[MD] Probability

Ham Priday hampday1 at verizon.net
Tue Jul 11 13:31:12 PDT 2006


Hi Platt --


> Thanks for the reference. Yes, there is much of what
> you say about Value that is compatible with the MOQ,
> especially this: " . . . valuistic experience (is) the
> essence of all awarenesss." and this: " . . . man's
> existence is value-oriented; he is a valuistic creature."
> But whereas you say Essence underlies reality,
> Pirisg says Quality not only underlies reality but,
> in essence, is reality.

You know my position on esthetic values, Platt, so I don't have to explain
why a value like Quality cannot be the primary source.  Yet, while we can't
experience the "uncreated" source directly, I've tried to show that its
"value" is what we all seek in life.  This is the equivalent of saying "we
want its essence for ourself."  In a metaphysical sense, Essence is the
object of our desire.  We sense its value incrementally or relationally in
the properties and qualities of an otherness we do not possess and make them
the "sensible" part of our experience.  At the same time, our intellect (the
cognizant function of the brain) integrates and logs these sensations as
specific "things" in memory, positioning them in an orderly space/time
system that correlates with everybody else's "reality".

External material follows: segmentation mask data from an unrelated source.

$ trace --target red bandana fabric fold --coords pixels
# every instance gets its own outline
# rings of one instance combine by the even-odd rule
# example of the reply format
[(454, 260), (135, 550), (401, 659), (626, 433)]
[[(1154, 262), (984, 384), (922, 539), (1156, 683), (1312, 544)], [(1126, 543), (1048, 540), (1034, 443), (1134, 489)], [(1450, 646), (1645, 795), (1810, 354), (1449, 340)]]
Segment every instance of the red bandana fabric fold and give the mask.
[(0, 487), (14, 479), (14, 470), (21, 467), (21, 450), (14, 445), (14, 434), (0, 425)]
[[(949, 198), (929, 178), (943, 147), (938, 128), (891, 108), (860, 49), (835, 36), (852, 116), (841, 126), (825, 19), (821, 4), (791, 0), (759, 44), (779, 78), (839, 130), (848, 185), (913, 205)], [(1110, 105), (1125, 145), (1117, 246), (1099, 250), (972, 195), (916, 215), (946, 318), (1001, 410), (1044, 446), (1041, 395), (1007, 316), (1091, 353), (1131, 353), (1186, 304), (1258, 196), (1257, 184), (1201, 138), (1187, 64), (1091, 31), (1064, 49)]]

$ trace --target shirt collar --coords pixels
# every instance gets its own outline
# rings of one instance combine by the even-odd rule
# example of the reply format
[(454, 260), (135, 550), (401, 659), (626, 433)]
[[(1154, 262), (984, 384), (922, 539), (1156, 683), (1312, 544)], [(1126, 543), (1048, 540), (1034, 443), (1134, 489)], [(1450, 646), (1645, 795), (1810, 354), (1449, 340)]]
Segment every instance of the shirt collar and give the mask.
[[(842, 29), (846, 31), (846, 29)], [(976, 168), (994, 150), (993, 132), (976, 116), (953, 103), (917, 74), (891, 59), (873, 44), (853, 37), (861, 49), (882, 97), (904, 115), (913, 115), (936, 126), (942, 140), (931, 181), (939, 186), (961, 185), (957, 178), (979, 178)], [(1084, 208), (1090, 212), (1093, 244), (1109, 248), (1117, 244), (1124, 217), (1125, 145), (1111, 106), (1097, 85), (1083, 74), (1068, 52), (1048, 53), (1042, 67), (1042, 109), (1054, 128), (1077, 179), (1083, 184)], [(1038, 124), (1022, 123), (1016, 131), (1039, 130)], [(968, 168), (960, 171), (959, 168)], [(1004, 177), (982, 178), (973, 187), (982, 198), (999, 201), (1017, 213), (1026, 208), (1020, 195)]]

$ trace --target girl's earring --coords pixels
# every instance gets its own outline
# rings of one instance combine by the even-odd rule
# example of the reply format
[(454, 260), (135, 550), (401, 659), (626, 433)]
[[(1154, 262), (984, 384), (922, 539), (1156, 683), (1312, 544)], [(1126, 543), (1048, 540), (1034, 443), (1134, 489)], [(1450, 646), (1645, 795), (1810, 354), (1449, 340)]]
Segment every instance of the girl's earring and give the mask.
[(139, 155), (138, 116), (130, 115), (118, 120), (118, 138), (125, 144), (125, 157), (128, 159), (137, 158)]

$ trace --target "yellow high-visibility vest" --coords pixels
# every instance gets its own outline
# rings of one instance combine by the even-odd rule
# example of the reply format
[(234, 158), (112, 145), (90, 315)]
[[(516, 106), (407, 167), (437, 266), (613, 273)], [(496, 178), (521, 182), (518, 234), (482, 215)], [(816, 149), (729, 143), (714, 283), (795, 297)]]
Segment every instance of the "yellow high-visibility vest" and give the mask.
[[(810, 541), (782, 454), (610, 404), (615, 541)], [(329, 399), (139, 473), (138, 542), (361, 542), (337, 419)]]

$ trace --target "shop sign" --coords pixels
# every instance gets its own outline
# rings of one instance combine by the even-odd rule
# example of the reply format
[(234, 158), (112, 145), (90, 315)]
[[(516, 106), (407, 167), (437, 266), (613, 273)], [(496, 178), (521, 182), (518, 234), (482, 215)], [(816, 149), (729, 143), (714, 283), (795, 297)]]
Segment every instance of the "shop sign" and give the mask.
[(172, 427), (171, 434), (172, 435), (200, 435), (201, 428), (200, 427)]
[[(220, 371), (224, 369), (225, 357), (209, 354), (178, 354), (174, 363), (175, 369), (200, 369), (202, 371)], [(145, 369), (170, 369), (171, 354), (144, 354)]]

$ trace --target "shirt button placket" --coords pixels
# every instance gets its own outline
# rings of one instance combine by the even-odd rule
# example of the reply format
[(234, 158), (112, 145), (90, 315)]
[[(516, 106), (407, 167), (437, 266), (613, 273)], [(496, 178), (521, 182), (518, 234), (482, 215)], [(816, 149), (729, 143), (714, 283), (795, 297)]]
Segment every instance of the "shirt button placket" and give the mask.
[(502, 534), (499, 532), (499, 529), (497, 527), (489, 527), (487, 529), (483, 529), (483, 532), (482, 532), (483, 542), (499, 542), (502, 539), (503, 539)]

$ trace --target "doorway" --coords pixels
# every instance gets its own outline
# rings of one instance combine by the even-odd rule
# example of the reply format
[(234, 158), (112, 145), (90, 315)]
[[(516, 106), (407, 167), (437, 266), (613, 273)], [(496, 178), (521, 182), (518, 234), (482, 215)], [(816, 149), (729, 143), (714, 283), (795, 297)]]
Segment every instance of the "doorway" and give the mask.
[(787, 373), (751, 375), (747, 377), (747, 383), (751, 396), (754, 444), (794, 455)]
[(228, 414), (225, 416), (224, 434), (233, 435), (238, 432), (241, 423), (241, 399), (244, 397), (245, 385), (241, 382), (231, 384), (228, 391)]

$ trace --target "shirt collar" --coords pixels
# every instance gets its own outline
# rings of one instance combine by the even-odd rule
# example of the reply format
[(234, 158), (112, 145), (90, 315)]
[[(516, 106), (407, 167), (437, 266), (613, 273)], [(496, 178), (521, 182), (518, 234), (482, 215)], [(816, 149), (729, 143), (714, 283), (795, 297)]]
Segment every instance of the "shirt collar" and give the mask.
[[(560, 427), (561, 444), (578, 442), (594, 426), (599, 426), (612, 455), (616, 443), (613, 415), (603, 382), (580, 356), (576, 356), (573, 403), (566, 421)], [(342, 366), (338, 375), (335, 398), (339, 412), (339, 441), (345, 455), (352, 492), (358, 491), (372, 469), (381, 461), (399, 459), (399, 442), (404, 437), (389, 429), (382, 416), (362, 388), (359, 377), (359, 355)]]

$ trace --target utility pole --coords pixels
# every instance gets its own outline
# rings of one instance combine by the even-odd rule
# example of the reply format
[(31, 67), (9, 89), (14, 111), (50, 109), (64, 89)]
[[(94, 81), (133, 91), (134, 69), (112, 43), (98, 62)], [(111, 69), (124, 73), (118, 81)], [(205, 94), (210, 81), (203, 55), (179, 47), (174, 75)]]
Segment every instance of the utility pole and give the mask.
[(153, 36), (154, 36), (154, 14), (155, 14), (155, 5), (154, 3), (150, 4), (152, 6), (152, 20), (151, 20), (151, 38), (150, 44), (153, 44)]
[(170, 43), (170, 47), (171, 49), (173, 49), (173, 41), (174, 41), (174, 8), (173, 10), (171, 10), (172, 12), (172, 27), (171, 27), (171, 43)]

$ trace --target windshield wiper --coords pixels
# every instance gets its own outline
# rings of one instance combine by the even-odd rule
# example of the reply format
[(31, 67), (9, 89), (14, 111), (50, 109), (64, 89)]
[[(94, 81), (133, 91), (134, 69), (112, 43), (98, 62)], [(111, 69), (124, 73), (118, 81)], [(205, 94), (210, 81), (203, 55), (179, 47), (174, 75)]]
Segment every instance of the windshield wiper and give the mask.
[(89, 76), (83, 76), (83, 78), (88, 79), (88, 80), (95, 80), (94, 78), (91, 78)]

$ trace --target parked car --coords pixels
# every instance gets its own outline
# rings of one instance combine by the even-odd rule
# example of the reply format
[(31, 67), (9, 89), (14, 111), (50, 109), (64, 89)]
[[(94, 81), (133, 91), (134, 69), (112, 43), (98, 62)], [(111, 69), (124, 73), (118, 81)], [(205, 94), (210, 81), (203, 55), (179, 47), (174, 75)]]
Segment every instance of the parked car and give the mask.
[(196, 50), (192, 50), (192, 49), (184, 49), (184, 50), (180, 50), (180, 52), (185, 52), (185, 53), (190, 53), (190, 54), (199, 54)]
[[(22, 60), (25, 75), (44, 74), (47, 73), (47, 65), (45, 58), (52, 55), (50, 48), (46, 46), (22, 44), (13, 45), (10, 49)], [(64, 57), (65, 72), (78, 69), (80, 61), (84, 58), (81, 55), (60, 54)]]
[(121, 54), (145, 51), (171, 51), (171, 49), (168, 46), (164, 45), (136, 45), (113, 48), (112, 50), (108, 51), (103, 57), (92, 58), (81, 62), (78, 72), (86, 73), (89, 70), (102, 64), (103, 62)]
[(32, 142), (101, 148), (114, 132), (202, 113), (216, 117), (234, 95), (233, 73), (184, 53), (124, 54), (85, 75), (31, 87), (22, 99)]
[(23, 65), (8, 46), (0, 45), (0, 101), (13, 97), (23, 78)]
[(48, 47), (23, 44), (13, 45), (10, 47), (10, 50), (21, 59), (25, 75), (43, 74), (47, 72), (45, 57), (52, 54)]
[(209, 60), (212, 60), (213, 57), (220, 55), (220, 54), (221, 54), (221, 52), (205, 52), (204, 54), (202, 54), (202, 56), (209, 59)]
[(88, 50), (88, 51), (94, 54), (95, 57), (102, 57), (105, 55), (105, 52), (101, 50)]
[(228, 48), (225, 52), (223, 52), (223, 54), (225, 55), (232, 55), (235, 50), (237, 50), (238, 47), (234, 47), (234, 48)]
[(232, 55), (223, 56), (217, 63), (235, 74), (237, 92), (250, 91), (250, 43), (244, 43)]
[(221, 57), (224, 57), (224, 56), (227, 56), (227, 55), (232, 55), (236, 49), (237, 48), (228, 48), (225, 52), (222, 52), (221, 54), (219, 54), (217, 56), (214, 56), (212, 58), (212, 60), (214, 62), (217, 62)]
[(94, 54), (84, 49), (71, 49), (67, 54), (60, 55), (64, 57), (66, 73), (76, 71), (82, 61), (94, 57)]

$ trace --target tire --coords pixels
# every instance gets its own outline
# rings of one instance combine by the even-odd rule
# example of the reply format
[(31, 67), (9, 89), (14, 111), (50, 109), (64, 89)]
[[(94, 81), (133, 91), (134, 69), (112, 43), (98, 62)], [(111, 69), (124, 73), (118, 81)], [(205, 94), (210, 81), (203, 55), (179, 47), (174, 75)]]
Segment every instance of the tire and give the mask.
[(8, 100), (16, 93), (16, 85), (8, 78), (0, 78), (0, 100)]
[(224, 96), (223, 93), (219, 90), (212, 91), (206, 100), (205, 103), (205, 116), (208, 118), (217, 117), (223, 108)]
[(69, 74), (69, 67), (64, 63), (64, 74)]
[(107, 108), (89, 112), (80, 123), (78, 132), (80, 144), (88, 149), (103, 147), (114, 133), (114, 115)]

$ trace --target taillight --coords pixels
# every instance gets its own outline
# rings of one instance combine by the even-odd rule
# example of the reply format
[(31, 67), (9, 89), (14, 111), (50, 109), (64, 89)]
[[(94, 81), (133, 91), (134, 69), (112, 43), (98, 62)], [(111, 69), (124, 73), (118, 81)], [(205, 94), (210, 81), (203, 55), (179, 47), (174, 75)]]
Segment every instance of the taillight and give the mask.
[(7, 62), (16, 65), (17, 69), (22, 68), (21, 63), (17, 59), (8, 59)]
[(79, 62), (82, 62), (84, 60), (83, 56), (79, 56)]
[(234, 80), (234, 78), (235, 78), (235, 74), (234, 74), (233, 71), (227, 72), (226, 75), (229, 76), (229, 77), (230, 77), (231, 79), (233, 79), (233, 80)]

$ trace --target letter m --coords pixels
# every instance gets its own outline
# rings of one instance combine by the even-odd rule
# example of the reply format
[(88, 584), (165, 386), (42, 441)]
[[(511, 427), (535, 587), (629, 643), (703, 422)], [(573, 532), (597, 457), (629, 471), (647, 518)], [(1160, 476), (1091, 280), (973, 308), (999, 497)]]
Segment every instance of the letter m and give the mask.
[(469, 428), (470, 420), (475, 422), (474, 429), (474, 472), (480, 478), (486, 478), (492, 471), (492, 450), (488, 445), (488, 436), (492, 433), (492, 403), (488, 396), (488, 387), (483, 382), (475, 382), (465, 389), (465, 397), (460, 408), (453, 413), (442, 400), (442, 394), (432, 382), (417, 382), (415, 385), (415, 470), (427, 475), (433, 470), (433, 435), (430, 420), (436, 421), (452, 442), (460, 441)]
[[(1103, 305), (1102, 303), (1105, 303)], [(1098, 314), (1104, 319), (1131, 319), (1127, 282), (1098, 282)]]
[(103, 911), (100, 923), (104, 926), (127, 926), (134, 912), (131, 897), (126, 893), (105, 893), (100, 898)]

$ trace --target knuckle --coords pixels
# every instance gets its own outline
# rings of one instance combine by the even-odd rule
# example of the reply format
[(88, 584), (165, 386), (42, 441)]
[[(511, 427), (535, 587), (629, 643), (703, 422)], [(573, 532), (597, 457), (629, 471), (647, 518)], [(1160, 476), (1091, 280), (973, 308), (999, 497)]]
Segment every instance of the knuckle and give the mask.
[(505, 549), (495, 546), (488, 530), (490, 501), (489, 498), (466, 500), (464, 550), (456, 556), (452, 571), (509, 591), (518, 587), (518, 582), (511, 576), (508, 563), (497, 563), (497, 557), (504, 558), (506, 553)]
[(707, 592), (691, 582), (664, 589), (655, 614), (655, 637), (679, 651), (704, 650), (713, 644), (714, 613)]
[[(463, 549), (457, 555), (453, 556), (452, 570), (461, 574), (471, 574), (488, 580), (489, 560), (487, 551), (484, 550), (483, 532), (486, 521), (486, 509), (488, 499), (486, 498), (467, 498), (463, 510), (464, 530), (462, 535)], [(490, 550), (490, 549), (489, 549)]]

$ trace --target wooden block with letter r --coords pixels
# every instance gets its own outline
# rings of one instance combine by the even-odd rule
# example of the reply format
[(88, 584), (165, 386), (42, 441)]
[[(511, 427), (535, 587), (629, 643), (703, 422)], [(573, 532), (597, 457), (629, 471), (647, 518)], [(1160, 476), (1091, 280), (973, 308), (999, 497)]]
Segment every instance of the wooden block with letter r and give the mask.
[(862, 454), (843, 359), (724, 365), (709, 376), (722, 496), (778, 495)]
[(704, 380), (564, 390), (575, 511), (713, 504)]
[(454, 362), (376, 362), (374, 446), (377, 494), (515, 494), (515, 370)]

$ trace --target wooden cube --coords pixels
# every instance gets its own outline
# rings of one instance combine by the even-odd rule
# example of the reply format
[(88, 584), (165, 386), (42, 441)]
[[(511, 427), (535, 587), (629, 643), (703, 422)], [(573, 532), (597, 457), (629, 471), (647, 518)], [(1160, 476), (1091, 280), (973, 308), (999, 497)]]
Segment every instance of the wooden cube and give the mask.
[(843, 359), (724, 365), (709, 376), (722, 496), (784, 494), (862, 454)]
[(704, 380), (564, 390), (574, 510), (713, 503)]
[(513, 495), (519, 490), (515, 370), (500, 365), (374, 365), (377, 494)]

The form or "appearance" of reality as "being" is universal; otherwise we
couldn't communicate and co-function intelligently in a civilized world.
But the value of reality isn't its beingness, and this is where our
intellect deceives us.  The value we sense represents that which we do not
possess but can only apprehend as a differentiated otherness.  The human
brain takes these sense impressions (sensibilia) and constructs a
three-dimensional physical world out of them.  Inasmuch as every human brain
works essentially the same way, the world we create has universal
correspondence.  But the source of the self/other dichotomy that presents
objects and their relative values to the individual subject is neither an
object nor a value.  It is Absolute Essence.

[Platt]
> Also, nowhere in your essay did I detect your connecting
> values with morals which, of course, Pirsig does.  Finally,
> when you get to the "logic of double negation" I'm lost
> despite your valiant attempts in the past to enlighten me
> That's just one hurdle that for whatever reason I cannot leap.

No problem, Platt.  Negation is a hypothesis to explain the "self" as a
non-essence.
Because I maintain that Essence is absolute and immutable, it cannot
logically be divided into proprietary awareness(es).  A "level" or "pattern"
of Essence is an oxymoron.  I've concluded that self-awareness has no
essence of its own, that it is created as a negation of Absolute Essence,
and that it borrows the "beingness" of the other (its essential complement)
for its autonomous existence.

But, as some wise person has often said, I could be wrong.